To investigate species‐specific differences of alpha and beta cell transcriptomes, we assessed the degree to which the previously identified differentially expressed mouse genes 7, 9 are also differentially expressed in human islets and vice versa (Appendix Fig S5). We found that the human alpha cell‐specific gene group‐specific component (vitamin D binding protein) GC and the human beta cell‐specific gene DLK1 (Fig 3D) displayed opposite expression patterns as to what had been reported in mouse islet cells. To confirm the cell type‐specific expression of DLK1 and GC, we performed immunofluorescence staining on both human and mouse pancreatic tissue sections.
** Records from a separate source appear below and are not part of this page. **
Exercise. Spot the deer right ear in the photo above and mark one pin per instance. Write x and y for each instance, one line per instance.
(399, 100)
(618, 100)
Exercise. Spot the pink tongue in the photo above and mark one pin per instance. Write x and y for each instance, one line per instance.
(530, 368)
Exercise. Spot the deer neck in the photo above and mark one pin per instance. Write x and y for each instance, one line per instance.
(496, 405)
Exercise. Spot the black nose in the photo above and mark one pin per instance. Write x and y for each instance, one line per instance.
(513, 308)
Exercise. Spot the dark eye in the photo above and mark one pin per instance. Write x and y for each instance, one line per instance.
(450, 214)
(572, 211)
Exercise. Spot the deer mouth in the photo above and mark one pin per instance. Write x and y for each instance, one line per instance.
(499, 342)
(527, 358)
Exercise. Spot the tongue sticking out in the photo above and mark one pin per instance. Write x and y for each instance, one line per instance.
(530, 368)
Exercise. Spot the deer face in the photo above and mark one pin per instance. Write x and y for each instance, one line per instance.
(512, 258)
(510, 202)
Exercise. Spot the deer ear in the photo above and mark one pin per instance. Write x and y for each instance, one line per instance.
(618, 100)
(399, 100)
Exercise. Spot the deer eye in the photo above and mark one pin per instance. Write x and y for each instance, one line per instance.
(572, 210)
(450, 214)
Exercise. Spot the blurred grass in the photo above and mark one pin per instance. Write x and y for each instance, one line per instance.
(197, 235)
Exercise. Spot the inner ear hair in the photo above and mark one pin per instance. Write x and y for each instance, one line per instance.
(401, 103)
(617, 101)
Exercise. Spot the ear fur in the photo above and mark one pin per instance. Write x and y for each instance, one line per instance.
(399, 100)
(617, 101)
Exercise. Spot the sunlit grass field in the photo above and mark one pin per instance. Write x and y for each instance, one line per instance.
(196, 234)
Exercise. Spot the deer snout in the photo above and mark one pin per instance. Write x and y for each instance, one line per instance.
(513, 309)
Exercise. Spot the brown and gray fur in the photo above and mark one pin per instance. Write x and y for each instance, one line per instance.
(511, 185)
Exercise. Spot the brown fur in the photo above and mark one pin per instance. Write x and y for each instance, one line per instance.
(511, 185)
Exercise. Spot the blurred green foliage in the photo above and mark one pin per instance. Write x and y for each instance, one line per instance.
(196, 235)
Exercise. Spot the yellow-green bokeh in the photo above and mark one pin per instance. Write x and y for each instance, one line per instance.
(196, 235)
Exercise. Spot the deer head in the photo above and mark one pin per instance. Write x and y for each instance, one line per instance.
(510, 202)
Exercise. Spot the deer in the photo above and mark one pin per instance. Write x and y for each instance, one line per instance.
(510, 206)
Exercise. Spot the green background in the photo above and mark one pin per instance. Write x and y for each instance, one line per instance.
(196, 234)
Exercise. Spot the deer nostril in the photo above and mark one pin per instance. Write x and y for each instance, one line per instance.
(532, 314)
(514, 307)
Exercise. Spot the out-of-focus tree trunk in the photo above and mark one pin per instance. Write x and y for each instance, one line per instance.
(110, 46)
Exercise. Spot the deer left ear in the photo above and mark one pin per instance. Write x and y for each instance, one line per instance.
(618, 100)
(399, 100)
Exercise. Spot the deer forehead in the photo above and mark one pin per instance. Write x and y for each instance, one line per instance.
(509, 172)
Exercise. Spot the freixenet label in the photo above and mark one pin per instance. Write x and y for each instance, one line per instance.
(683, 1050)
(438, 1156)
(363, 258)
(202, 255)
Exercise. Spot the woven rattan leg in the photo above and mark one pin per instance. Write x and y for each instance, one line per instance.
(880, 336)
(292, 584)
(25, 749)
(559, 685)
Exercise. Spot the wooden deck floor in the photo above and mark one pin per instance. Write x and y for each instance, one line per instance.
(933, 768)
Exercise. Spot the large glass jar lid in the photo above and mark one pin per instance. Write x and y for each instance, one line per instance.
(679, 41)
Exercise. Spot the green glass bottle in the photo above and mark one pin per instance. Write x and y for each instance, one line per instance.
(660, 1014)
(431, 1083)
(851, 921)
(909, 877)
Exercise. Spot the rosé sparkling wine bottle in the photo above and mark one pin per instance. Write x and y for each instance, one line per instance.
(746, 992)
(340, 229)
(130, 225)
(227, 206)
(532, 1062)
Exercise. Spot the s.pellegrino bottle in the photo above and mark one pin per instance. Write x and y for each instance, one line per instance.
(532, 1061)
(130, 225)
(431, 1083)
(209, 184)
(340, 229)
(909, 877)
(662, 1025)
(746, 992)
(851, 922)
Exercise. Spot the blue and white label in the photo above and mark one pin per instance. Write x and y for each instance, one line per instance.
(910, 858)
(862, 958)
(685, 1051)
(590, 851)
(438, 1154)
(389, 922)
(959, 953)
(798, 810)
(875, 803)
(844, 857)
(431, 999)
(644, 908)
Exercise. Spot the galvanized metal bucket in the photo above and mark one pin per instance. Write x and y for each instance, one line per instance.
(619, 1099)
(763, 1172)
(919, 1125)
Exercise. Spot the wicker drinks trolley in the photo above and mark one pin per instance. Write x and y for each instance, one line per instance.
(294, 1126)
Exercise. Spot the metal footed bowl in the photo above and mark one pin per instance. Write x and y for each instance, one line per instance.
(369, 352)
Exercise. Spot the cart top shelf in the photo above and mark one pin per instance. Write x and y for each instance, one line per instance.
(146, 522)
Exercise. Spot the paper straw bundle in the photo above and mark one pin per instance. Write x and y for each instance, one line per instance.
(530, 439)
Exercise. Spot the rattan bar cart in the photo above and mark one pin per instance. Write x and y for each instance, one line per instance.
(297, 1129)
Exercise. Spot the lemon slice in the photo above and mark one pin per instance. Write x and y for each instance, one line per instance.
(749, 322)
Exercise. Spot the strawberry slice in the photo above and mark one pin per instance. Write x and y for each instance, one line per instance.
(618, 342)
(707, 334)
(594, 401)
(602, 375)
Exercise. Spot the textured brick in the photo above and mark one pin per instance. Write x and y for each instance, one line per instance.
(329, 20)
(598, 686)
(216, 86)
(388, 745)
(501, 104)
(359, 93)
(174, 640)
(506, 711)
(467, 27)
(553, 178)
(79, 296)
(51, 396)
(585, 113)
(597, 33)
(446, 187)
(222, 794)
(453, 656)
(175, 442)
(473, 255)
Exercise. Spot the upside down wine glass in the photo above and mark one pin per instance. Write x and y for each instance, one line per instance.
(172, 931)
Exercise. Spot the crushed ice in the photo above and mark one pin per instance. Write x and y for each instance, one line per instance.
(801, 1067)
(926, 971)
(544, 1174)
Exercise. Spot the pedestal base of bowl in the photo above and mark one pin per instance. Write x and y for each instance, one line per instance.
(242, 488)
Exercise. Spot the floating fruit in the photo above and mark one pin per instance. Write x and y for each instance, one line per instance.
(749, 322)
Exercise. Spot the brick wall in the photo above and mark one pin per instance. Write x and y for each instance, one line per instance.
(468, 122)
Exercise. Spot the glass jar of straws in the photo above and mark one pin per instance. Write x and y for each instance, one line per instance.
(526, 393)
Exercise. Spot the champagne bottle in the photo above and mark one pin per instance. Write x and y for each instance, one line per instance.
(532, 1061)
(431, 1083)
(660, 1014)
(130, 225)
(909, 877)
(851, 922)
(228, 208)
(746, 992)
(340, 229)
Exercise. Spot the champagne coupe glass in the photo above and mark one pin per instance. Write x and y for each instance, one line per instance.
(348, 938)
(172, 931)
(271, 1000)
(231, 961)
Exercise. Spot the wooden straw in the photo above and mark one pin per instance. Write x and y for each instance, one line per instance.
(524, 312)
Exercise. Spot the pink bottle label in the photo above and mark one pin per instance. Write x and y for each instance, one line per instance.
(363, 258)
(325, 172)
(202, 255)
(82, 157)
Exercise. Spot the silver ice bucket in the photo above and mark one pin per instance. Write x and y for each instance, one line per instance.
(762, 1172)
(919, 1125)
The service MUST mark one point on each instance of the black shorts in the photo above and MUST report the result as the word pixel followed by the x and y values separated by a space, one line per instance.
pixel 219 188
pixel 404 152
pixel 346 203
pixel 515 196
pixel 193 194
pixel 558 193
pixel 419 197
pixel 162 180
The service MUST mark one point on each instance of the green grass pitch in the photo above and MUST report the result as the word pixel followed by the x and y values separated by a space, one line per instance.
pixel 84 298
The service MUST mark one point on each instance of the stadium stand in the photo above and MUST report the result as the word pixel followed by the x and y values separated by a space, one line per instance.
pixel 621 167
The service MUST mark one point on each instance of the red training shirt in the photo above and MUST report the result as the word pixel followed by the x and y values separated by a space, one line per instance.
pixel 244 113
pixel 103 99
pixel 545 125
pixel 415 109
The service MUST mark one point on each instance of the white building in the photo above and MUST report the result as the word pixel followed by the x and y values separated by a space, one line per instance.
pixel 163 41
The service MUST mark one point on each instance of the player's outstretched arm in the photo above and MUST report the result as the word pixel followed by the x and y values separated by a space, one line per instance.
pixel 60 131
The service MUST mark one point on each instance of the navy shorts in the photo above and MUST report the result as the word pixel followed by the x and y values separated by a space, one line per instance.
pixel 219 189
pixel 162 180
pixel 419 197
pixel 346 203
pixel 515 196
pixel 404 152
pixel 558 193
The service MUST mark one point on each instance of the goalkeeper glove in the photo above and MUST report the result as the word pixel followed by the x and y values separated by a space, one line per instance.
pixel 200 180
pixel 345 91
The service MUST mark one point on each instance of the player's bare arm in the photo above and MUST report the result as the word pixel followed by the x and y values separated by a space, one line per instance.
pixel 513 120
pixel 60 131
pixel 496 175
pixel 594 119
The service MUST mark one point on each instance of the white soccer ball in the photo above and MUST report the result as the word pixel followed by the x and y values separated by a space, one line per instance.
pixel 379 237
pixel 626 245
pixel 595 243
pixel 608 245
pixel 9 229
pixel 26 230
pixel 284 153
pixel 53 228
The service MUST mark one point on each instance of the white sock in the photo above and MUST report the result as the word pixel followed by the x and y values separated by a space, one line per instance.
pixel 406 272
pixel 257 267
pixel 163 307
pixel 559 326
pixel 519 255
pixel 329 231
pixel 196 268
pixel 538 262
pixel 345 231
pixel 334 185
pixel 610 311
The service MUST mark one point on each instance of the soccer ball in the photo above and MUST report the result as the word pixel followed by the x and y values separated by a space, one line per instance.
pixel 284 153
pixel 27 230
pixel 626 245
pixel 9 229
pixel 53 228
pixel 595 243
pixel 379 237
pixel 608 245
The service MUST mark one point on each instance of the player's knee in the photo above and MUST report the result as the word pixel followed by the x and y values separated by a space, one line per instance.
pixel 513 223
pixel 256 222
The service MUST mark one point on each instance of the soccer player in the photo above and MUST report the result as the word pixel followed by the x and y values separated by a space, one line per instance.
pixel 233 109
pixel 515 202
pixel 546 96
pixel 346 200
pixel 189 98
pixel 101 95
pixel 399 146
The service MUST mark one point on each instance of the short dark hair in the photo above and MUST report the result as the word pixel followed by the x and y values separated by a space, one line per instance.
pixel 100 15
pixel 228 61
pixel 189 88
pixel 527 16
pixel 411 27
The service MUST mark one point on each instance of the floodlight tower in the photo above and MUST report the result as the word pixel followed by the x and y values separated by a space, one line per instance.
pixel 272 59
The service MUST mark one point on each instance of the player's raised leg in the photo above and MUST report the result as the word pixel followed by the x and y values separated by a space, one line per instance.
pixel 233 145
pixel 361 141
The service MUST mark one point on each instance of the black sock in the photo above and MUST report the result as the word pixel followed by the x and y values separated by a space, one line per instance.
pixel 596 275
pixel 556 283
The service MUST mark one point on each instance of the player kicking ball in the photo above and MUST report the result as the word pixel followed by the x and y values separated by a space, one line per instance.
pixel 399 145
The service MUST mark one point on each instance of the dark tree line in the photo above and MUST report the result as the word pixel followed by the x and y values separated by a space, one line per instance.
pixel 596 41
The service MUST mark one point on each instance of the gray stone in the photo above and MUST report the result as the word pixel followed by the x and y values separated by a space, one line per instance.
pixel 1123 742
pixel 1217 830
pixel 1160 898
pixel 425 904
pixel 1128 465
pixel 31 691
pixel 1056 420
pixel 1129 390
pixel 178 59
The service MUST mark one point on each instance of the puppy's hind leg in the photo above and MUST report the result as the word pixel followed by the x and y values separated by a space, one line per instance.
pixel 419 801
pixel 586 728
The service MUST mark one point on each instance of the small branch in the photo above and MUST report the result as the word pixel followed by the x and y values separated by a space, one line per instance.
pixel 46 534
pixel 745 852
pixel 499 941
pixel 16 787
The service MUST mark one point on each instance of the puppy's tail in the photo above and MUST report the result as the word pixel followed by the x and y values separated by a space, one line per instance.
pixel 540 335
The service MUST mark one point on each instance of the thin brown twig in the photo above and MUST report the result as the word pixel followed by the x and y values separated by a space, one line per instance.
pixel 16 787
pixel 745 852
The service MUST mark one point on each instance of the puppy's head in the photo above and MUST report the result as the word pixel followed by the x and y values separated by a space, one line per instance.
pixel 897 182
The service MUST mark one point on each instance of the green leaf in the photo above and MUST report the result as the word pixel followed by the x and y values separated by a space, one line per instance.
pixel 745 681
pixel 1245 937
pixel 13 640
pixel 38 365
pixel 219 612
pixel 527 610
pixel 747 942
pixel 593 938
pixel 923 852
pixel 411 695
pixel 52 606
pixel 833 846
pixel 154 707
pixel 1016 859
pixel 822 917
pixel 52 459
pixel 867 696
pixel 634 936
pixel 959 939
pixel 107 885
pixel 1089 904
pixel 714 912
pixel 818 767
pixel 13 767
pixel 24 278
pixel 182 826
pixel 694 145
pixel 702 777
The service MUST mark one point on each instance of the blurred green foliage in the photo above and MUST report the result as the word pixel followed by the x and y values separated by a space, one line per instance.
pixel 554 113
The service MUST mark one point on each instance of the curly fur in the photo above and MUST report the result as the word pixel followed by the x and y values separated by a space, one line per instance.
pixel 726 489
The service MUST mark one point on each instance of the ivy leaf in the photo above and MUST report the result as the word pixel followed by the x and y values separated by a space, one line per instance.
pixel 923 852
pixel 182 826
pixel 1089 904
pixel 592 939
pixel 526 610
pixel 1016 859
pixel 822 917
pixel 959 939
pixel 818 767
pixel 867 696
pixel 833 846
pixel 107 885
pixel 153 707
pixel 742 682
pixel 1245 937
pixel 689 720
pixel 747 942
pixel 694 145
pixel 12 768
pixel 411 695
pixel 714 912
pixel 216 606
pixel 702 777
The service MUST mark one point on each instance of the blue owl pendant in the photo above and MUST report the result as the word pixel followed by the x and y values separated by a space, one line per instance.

In human islets, DLK1 was specifically expressed only in insulin‐positive cells (Fig 3E), whereas this protein was observed in glucagon‐positive cells in mouse tissue (Fig 3F). Similarly, GC expression showed alpha cell specificity in human tissues (Fig 3G), whereas it was co‐expressed with insulin in mouse tissues (Fig 3H). These results suggest that two of the most differentially expressed cell type‐specific marker genes for human alpha and beta cells have opposite expression patterns in mouse islets.

Pancreatic islets comprise different cell types with characteristic transcriptomes, which confounds transcriptome studies that focus on whole pancreatic islets in physiological and pathological conditions. Lineage‐labeled transgenic mice have made it possible to obtain transcriptomes for highly pure alpha and beta cell populations in mouse. For human islets, however, cell type‐specific enrichment strategies depend on the availability of specific antibodies. Efforts have been made to measure the transcription of individual genes in single human islet cells by qRT–PCR 22, but our dataset is the first to provide genomewide transcriptional information of human islets at single‐cell resolution. Using single‐cell data, we also for the first time defined the transcriptomes of human delta cells and PP cells, thereby providing reference transcriptomes for all major endocrine cell types in human pancreatic islets.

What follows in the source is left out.